Fatores de risco e tratamento da insuficiência cardíaca

A maioria dos pacientes desenvolve o problema após um infarto ou doença cardíaca

18/12/2017 | 14:19

Aula sobre coração
Foto: Sérgio Barbosa

A unidade de insuficiência cardíaca do InCor, maior serviço de pesquisa e atendimento desse problema em toda América Latina, atende no ambulatório, diariamente, em torno de 40 a 50 pacientes que já desenvolveram a doença, bem como trabalha com sua prevenção. Hoje, estima-se que 2 a 4% da população apresente insuficiência cardíaca. A maioria dos pacientes desenvolve o problema após uma doença coronariana que gerou um infarto, por exemplo, ou devido à hipertensão ou diabetes ou após lesão por agente infeccioso ou drogas.

Parte dos pacientes pode apresentá-la depois de uma miocardiopatia específica ou de uma doença congênita. Os casos que aparecem nos idosos podem estar associados à idade, obesidade, hipertensão pulmonar ou arterial ou outras causas.
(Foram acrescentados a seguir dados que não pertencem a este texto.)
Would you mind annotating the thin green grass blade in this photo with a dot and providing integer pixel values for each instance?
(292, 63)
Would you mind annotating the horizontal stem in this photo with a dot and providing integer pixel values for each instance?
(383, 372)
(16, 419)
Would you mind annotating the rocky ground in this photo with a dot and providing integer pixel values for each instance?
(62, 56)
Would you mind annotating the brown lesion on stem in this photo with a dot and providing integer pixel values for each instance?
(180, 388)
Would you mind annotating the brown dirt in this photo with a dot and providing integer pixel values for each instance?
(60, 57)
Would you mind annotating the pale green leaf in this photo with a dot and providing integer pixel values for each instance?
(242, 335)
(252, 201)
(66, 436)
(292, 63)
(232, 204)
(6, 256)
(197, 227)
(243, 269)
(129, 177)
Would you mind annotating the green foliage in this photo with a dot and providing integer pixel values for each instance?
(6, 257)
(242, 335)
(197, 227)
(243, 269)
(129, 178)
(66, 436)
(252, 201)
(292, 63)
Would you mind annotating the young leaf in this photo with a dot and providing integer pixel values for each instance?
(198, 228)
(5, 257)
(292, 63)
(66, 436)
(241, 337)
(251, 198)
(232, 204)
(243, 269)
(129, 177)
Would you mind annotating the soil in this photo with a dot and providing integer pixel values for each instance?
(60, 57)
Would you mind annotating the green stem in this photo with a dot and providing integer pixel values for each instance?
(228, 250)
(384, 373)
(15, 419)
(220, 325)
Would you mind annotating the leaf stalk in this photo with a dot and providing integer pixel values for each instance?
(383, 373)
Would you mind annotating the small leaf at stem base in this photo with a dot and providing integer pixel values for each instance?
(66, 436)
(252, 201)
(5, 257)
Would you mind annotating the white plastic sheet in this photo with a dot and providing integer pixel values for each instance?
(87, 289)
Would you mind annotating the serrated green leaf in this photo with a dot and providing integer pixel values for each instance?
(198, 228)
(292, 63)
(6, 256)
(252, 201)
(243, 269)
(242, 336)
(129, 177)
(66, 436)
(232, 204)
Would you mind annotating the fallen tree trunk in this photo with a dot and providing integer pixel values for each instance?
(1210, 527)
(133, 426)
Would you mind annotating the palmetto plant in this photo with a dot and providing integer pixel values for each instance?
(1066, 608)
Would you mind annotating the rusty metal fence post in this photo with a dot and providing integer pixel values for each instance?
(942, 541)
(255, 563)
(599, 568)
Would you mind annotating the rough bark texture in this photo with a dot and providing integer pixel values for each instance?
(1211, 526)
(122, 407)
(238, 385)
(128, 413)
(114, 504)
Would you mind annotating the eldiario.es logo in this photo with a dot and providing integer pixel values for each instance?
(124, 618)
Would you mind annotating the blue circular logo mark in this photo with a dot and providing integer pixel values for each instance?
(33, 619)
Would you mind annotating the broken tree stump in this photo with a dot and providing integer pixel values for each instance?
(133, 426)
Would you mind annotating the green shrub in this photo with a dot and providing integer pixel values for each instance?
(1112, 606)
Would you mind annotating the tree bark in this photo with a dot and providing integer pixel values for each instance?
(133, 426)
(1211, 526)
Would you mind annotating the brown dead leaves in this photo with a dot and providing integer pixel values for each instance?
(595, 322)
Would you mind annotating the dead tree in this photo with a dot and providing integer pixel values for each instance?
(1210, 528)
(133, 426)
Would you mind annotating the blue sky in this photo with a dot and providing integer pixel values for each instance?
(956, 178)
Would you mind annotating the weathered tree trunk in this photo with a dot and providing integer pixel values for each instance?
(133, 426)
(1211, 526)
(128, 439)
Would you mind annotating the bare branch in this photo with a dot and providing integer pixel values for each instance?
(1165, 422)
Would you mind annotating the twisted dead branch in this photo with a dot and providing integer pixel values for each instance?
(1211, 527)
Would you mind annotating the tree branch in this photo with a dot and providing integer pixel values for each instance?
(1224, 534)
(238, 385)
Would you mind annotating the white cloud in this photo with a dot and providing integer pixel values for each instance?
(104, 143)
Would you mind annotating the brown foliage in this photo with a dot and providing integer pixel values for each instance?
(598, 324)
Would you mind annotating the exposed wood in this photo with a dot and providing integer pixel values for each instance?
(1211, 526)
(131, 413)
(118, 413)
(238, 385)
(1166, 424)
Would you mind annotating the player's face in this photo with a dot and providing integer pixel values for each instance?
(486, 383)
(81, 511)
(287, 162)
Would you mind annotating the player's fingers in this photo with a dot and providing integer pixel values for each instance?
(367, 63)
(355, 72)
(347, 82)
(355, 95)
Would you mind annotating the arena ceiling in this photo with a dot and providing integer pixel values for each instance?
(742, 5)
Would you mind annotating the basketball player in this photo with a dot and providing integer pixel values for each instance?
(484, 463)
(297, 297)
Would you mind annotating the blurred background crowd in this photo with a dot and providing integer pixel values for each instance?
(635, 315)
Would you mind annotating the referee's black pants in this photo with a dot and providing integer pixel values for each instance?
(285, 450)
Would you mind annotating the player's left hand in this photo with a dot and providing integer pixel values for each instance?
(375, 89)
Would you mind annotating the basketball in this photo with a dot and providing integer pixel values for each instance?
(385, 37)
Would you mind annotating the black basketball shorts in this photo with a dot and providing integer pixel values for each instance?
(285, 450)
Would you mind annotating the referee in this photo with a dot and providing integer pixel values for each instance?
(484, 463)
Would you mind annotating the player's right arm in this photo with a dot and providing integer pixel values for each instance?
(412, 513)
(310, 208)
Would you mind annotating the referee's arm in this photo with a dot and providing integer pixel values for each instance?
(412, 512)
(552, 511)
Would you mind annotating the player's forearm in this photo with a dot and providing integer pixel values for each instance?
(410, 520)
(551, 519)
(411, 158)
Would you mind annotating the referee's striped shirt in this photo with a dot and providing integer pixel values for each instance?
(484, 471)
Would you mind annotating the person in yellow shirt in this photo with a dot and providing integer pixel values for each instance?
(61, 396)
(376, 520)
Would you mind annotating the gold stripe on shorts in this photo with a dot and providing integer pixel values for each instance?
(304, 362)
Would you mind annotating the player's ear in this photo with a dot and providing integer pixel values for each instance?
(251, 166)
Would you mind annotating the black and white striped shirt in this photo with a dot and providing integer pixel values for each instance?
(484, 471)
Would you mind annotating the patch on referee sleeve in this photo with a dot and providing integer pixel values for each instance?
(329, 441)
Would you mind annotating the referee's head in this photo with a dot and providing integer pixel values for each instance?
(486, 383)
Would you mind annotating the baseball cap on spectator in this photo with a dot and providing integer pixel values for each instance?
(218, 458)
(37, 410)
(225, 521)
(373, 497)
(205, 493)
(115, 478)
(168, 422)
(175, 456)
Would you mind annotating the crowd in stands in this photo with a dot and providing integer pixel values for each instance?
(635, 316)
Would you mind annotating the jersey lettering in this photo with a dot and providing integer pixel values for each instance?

Os fatores de risco para insuficiência cardíaca são múltiplos. Em um terço dos casos, porém, o médico não consegue definir suas origens.

O tratamento da insuficiência cardíaca é baseado em medicamentos, como betabloqueadores, inibidores do sistema renina-angiotensina-aldosterona, diuréticos, e modificações nos hábitos de vida como prática controlada de exercícios físicos – definida de acordo com a necessidade de cada paciente, e alimentação saudável. Nos casos mais extremos o transplante do coração e o coração artificial (ou dispositivos de assistência ao coração) podem auxiliar o paciente. De qualquer forma, é importante prevenir as doenças que podem levar o paciente a desenvolver o problema, por meio da redução de fatores de risco para doenças do coração como, por exemplo, o tabagismo, hipertensão arterial, diabetes, estresse, colesterol elevado, vida sedentária e hábitos de vida inadequados. Um dos fatores de risco da insuficiência cardíaca, pouco discutido na sociedade ou na mídia, é a doença de Chagas. Ela é a origem da insuficiência cardíaca de 17% dos pacientes atendidos no InCor.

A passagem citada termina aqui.